Los compositores del siglo XX han sabido que había que escuchar a Couperin, el zorro astuto que supo conciliar la tradición francesa con la subversión italiana, el introductor apócrifo de la sonata en Francia, el paladín de la réunion des goûts que cristalizaría en esa obra tan inteligentemente irónica que es la Apoteosis de Lully. Ravel entre 1914 y 1918, aun sacudido por los vientos de la guerra, compuso Le tombeau de Couperin como homenaje al compositor y a toda la música barroca francesa. Bertrand Cuiller en su hermoso concierto nos dio desde su clave la llave de por qué ese singular homenaje fue tan merecido y necesario. 

PARA ESCUCHAR

François Couperin: L’Alchimiste. Un petit théatre du monde. Bertrand Cuiller, clave. 2 CD. Harmonia Mundi, 2018.

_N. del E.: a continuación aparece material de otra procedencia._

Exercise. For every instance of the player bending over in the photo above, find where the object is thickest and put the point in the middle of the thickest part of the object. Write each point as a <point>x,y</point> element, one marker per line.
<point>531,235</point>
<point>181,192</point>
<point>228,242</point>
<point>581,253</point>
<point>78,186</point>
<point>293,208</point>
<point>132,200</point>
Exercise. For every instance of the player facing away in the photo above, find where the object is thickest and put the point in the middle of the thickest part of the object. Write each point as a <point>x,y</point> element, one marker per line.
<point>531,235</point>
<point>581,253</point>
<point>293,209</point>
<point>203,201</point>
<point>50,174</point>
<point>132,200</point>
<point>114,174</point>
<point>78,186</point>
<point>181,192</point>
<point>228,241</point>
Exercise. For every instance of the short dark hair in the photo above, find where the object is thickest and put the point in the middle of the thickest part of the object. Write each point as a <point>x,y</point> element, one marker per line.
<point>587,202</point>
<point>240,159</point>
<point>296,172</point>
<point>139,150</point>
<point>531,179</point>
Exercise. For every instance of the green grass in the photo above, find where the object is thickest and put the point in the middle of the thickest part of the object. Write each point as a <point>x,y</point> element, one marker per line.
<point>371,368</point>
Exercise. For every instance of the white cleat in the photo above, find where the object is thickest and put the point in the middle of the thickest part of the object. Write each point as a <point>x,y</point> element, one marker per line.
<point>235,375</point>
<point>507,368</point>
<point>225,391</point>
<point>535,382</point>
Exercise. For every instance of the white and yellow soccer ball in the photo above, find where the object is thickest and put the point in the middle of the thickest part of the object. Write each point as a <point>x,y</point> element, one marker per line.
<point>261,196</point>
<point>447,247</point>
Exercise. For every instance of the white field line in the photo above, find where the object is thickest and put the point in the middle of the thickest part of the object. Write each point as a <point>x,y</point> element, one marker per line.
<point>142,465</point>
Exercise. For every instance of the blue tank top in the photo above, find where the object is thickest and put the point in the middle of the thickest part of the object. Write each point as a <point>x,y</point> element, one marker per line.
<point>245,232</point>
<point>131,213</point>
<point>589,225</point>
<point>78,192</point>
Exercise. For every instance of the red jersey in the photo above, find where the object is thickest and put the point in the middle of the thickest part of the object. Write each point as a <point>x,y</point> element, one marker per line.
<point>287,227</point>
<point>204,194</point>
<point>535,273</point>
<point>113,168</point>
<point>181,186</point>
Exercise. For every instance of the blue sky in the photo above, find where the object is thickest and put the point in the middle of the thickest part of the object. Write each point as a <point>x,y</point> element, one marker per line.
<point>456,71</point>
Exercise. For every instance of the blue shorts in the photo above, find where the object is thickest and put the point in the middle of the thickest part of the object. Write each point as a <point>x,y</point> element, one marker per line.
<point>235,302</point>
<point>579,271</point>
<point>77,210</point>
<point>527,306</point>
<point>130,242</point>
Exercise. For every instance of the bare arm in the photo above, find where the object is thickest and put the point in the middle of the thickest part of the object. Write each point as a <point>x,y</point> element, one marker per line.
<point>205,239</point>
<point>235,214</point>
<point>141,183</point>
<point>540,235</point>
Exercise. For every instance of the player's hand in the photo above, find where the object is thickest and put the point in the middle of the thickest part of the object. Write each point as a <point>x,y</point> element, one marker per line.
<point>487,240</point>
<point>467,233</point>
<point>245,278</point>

Espléndido disco en que apreciar todas las sutilezas y estados anímicos sugeridos por la inagotable imaginación de Couperin el Grande: la ternura, la ironía, la gracia, la melancolía… Excelente selección de obras y gran lectura del clavecinista, que parece formar parte él mismo de ese “pequeño teatro del mundo” pleno de parodias y colores, de enigmas y juegos y travesuras. Esperamos con sumo interés la siguiente entrega de la que parece que va a ser una indispensable integral del compositor insignia del Barroco de París.